Murthy told reporters after the event that he believed technology was a critical part of ensuring people had access to healthcare given the shortage of mental healthcare providers. He said telemedicine can play a vital role in enabling people in rural or remote areas to access mental health services.

“I remember visiting a small fishing town in Alaska when I was surgeon general in 2016,” Murthy said.

“And in this little fishing village of 150 people, they actually had a screen in the wall, where people could come in and sit in front of that screen and access counseling services from providers in the lower 48. And I wish we had that in every little town, in every community across America.

Murthy added that there is another element to addressing the mental health crisis that goes beyond investing in the workforce or changing policy. It has to do, he said, with bringing together a country that has been divided and disconnected – and it is something everyone can participate in.

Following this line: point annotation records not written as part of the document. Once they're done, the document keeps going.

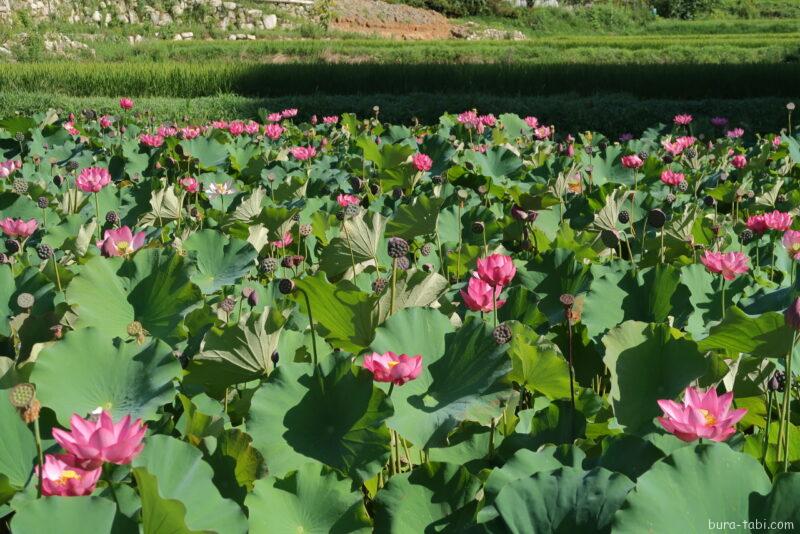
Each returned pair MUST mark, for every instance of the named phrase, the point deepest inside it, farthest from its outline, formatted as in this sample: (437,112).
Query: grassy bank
(611,114)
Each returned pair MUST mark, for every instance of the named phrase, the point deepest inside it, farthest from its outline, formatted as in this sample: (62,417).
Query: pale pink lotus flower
(273,131)
(481,296)
(496,270)
(422,162)
(394,368)
(189,132)
(348,200)
(791,240)
(93,179)
(283,242)
(683,119)
(631,161)
(99,439)
(532,122)
(63,477)
(672,178)
(120,242)
(728,264)
(778,220)
(303,153)
(153,141)
(18,227)
(757,224)
(736,133)
(701,415)
(190,184)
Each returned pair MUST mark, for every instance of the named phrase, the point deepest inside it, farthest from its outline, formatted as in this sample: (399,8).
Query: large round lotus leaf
(434,497)
(218,261)
(65,515)
(310,500)
(336,417)
(152,288)
(177,492)
(460,371)
(648,362)
(89,369)
(563,501)
(692,487)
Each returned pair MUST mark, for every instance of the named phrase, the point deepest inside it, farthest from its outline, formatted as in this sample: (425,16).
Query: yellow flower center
(67,474)
(710,419)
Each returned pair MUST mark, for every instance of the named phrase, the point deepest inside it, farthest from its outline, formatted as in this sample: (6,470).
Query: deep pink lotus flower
(348,200)
(283,242)
(702,415)
(757,224)
(18,227)
(153,141)
(93,179)
(728,264)
(394,368)
(778,220)
(189,184)
(303,153)
(496,270)
(632,161)
(479,295)
(273,131)
(422,162)
(120,242)
(791,240)
(63,477)
(672,178)
(683,119)
(99,439)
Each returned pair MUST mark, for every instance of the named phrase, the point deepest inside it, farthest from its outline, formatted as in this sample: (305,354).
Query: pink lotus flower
(481,296)
(63,477)
(273,131)
(496,270)
(283,242)
(683,119)
(702,415)
(532,122)
(348,200)
(98,439)
(303,153)
(672,178)
(757,224)
(728,264)
(153,141)
(120,242)
(189,184)
(632,161)
(778,220)
(422,162)
(18,227)
(791,240)
(93,179)
(390,367)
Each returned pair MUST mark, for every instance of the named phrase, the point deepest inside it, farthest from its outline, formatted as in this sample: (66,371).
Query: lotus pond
(341,325)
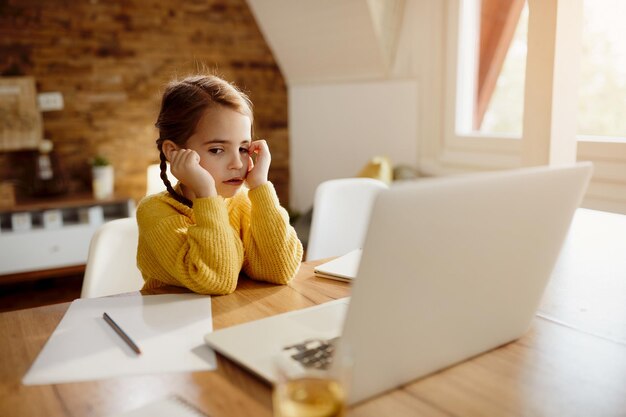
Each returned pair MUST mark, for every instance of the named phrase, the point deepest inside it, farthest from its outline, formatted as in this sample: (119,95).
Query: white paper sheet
(169,330)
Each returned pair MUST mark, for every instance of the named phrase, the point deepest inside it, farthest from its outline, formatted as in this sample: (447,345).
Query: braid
(180,198)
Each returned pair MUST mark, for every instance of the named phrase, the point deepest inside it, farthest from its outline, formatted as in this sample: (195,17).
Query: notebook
(343,268)
(451,268)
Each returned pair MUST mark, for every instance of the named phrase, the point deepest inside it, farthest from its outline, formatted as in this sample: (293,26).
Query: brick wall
(111,59)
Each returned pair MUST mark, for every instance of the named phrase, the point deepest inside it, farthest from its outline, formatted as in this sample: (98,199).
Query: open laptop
(451,267)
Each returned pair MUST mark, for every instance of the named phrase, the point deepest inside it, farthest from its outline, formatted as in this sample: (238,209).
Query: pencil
(121,333)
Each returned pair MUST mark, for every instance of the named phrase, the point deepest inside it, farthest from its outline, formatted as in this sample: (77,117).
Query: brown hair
(183,104)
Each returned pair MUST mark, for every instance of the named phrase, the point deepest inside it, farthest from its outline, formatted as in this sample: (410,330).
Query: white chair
(341,211)
(111,263)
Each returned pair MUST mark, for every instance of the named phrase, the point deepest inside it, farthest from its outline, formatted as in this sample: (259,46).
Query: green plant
(100,161)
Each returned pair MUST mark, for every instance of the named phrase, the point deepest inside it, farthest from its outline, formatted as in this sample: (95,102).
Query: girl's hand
(258,171)
(185,165)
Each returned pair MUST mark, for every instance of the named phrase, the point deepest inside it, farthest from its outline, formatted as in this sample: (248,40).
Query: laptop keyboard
(313,353)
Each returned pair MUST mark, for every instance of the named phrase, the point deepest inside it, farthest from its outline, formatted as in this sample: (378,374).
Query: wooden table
(572,362)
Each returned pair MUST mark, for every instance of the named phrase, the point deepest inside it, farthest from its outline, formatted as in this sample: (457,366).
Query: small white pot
(102,183)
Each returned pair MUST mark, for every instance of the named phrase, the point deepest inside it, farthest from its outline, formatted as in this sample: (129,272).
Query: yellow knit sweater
(204,248)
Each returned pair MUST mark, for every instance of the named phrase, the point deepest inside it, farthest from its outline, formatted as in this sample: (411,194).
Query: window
(493,41)
(602,90)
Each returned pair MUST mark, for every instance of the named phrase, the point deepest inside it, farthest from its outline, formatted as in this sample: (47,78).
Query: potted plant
(103,178)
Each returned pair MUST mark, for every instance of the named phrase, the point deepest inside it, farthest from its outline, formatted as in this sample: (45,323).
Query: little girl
(204,231)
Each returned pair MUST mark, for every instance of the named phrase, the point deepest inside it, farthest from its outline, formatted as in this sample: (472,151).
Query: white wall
(336,128)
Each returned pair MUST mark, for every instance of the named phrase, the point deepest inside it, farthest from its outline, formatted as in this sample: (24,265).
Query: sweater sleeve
(273,250)
(205,257)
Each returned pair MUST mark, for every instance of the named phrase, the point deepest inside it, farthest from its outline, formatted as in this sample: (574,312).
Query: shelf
(36,242)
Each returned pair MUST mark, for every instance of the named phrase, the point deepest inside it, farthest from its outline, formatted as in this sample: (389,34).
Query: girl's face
(222,138)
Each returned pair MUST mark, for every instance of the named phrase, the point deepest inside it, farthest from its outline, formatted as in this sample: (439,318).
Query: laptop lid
(450,268)
(453,267)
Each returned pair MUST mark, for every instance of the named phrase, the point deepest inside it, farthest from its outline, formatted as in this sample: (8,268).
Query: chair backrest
(111,263)
(341,211)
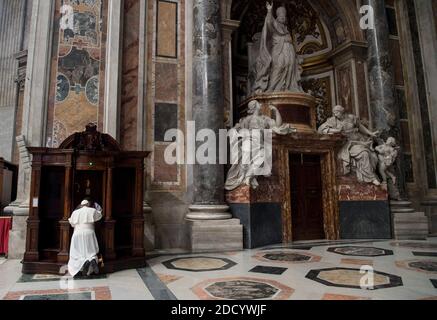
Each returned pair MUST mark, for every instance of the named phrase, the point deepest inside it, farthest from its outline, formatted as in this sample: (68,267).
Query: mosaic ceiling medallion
(354,279)
(427,266)
(287,257)
(415,245)
(361,251)
(199,264)
(242,288)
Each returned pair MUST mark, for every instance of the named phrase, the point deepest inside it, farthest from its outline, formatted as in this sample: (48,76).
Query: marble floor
(359,270)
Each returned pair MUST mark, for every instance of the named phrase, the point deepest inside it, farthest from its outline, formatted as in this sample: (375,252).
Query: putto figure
(277,67)
(247,141)
(358,153)
(387,155)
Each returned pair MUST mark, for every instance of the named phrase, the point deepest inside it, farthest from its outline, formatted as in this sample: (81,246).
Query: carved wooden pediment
(90,140)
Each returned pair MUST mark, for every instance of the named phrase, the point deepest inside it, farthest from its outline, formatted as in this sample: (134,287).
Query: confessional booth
(86,165)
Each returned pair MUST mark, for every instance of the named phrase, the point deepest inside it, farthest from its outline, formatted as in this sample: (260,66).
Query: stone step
(410,237)
(409,215)
(394,203)
(402,210)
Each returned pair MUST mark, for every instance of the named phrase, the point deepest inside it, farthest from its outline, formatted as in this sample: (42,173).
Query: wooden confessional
(87,164)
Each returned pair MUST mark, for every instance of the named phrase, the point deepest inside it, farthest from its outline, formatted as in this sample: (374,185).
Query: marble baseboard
(365,220)
(262,223)
(17,237)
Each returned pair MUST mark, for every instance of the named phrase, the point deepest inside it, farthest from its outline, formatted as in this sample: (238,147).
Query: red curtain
(5,226)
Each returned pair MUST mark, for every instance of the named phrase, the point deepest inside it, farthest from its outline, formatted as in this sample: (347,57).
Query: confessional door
(306,197)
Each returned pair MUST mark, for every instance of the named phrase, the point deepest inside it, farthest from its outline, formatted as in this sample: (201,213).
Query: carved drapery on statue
(277,66)
(258,153)
(359,154)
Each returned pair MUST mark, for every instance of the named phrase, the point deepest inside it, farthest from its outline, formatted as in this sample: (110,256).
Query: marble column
(208,110)
(111,124)
(384,111)
(228,28)
(211,227)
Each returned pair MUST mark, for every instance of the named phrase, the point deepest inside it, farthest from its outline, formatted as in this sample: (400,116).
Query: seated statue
(358,153)
(245,172)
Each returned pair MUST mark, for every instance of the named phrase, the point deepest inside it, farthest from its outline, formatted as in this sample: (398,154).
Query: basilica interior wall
(165,105)
(155,83)
(77,75)
(12,23)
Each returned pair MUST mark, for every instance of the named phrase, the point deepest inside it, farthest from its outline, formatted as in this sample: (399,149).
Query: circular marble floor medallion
(361,251)
(199,264)
(353,278)
(427,266)
(287,257)
(414,245)
(242,288)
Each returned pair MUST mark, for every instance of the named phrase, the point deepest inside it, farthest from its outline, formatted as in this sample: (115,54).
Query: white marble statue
(277,68)
(242,138)
(358,153)
(387,155)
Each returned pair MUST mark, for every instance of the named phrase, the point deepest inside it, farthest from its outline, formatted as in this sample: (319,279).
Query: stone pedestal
(364,210)
(297,109)
(260,212)
(17,236)
(215,235)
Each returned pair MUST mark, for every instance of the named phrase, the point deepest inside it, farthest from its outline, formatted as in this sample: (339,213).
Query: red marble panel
(351,190)
(130,71)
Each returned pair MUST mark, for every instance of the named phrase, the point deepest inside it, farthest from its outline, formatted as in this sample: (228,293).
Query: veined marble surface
(323,270)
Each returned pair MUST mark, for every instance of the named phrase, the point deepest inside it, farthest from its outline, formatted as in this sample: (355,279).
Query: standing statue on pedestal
(277,67)
(387,155)
(358,152)
(388,152)
(248,145)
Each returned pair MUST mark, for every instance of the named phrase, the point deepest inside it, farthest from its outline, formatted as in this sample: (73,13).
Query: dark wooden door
(306,197)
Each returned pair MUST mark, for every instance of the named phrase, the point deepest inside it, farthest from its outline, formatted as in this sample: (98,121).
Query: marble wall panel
(397,62)
(164,172)
(130,74)
(166,82)
(165,100)
(166,118)
(345,95)
(77,69)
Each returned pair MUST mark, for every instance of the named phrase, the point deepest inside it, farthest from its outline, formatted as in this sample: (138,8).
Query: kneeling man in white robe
(84,247)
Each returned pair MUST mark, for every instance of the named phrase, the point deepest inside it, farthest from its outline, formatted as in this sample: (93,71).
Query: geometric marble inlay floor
(341,270)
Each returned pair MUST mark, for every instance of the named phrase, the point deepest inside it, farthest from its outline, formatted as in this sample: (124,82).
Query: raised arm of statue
(269,17)
(366,131)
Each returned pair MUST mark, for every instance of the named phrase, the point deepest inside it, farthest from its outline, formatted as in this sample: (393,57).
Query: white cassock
(84,246)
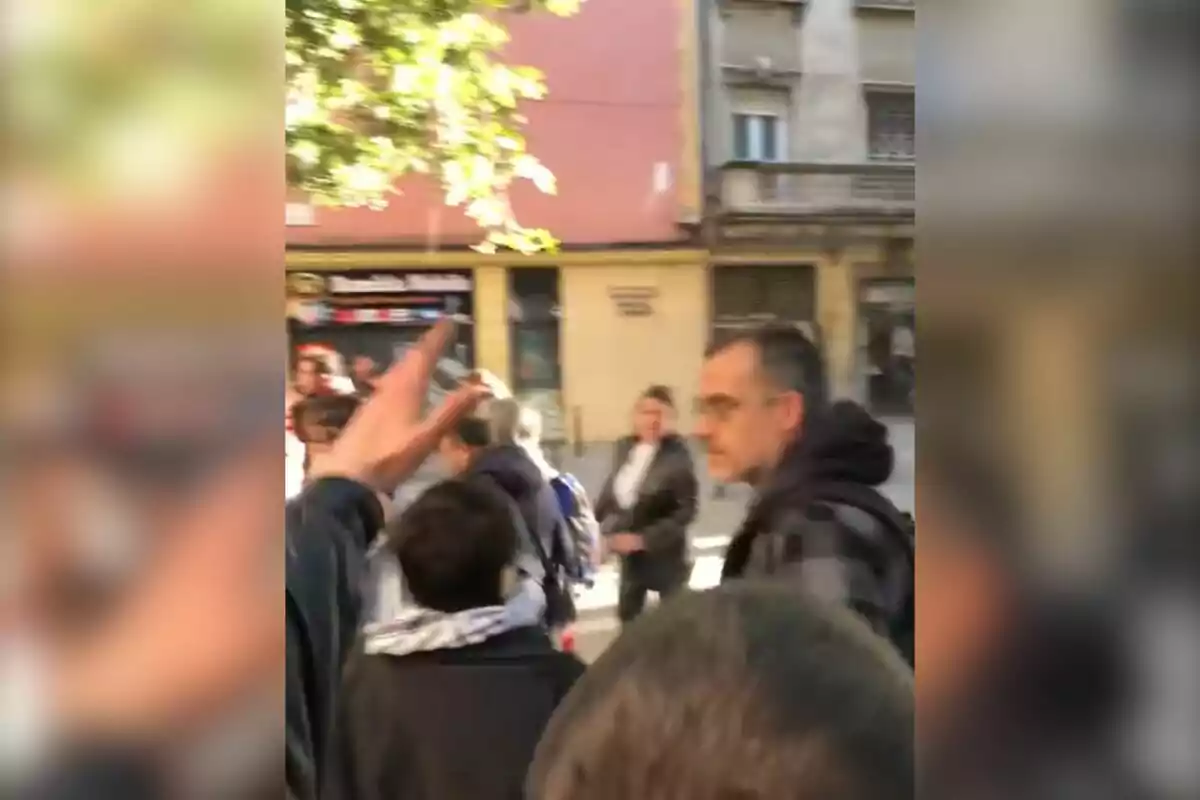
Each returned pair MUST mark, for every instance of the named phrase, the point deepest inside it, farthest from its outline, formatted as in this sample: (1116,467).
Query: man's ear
(791,407)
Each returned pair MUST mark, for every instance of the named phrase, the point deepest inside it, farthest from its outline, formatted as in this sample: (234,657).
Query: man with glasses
(817,519)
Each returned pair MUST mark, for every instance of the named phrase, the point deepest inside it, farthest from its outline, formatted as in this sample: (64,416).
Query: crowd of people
(792,679)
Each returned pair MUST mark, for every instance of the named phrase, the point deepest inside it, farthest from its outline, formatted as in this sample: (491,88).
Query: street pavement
(718,518)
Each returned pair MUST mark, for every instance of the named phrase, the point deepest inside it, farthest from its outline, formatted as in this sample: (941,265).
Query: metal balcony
(820,190)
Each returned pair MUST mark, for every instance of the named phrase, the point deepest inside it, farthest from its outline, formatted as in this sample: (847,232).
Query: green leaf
(378,89)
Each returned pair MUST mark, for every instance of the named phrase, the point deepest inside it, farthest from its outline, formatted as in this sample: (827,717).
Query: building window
(533,330)
(887,319)
(891,120)
(747,296)
(757,137)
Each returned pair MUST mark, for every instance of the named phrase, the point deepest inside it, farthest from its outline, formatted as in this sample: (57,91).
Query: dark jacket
(665,507)
(510,468)
(329,528)
(455,723)
(833,549)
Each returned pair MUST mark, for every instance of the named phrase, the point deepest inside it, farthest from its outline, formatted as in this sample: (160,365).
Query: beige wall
(609,359)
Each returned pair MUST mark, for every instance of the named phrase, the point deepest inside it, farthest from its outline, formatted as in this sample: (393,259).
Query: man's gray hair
(510,422)
(789,358)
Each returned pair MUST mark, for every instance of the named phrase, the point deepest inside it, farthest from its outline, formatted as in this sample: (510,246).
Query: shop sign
(634,301)
(406,283)
(383,298)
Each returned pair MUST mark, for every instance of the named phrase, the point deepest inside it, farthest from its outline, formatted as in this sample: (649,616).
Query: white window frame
(756,134)
(880,91)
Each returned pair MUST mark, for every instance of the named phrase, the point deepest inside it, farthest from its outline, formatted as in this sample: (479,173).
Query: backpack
(901,523)
(581,525)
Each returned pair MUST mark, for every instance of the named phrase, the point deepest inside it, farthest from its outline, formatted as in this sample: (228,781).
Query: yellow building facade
(629,318)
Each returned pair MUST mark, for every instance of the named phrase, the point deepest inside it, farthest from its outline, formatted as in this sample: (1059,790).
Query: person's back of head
(455,543)
(748,691)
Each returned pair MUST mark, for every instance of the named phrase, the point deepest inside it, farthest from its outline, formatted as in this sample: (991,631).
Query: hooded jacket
(801,528)
(514,471)
(443,705)
(328,530)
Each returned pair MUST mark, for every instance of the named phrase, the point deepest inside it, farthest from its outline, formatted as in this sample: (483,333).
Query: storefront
(575,335)
(381,313)
(747,296)
(535,371)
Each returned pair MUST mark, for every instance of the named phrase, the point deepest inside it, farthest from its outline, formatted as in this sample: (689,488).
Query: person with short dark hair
(817,519)
(319,419)
(748,691)
(487,445)
(449,698)
(648,503)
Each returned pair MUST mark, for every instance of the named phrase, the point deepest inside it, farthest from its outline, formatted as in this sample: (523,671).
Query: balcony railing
(820,188)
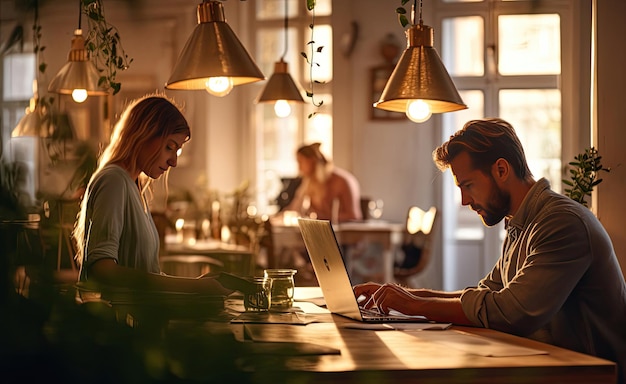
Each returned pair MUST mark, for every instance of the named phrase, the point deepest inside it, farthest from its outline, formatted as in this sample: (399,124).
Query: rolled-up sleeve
(539,270)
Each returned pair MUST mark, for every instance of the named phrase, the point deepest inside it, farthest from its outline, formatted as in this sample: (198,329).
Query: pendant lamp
(281,88)
(420,85)
(213,58)
(79,76)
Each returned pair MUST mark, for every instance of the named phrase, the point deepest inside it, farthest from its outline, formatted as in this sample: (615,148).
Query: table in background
(331,350)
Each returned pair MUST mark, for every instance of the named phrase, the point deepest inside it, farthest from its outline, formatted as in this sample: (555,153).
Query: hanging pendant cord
(286,22)
(80,12)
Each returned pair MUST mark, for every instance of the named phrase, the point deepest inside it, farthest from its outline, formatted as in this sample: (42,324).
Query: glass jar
(259,299)
(283,287)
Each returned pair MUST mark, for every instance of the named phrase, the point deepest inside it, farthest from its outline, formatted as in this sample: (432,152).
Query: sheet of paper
(397,326)
(295,318)
(307,307)
(478,345)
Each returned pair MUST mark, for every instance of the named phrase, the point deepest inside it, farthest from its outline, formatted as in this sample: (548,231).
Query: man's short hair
(485,140)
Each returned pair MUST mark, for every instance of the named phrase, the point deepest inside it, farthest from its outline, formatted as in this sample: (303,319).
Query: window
(505,58)
(18,77)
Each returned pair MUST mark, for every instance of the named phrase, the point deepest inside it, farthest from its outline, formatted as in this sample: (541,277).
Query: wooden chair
(416,245)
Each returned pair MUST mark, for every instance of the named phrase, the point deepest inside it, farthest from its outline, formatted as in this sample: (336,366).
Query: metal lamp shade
(420,74)
(213,50)
(281,86)
(78,73)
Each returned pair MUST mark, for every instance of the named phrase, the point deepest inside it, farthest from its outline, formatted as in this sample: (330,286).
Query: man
(558,279)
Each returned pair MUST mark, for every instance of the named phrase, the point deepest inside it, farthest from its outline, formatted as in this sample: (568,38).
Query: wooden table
(375,264)
(368,356)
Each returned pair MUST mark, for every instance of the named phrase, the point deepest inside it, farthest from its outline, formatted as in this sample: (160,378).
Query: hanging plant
(401,12)
(310,6)
(584,175)
(104,44)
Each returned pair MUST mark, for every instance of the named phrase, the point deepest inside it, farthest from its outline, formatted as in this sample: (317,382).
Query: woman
(326,192)
(117,240)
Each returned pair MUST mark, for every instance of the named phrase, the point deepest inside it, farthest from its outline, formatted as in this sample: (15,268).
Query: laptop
(325,254)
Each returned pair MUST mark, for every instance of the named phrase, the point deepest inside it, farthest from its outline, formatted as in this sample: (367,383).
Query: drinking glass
(259,299)
(283,287)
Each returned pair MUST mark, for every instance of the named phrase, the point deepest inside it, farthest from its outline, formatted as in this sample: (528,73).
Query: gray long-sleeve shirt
(118,225)
(558,280)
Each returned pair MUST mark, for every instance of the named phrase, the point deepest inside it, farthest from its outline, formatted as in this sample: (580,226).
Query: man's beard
(497,206)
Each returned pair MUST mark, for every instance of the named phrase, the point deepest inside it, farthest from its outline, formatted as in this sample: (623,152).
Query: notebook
(325,254)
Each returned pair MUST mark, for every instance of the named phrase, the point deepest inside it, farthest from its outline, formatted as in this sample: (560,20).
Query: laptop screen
(330,269)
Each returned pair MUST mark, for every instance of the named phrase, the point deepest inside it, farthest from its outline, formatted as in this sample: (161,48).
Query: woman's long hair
(323,167)
(144,119)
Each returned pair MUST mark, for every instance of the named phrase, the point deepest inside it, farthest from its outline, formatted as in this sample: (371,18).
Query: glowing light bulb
(79,95)
(219,86)
(282,108)
(418,111)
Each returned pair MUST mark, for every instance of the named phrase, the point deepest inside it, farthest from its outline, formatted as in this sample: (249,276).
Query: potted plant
(584,175)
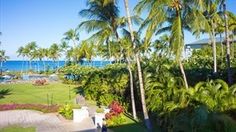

“All the stories I’ve heard across the country tell us that something is wrong right now. And what is needed is a return to that deeper connection, that sense of community, which is deeply healing,” he said. “Through your ability to connect deeply with another human being, to pay attention to someone else, to listen to them, to give them the benefit of the doubt in a conversation – your ability to help someone to feel seen, heard and understood, to know that they matter – this is your ability to heal. This is a power you can wield right now. And we need you too, because this is the only way to improve things.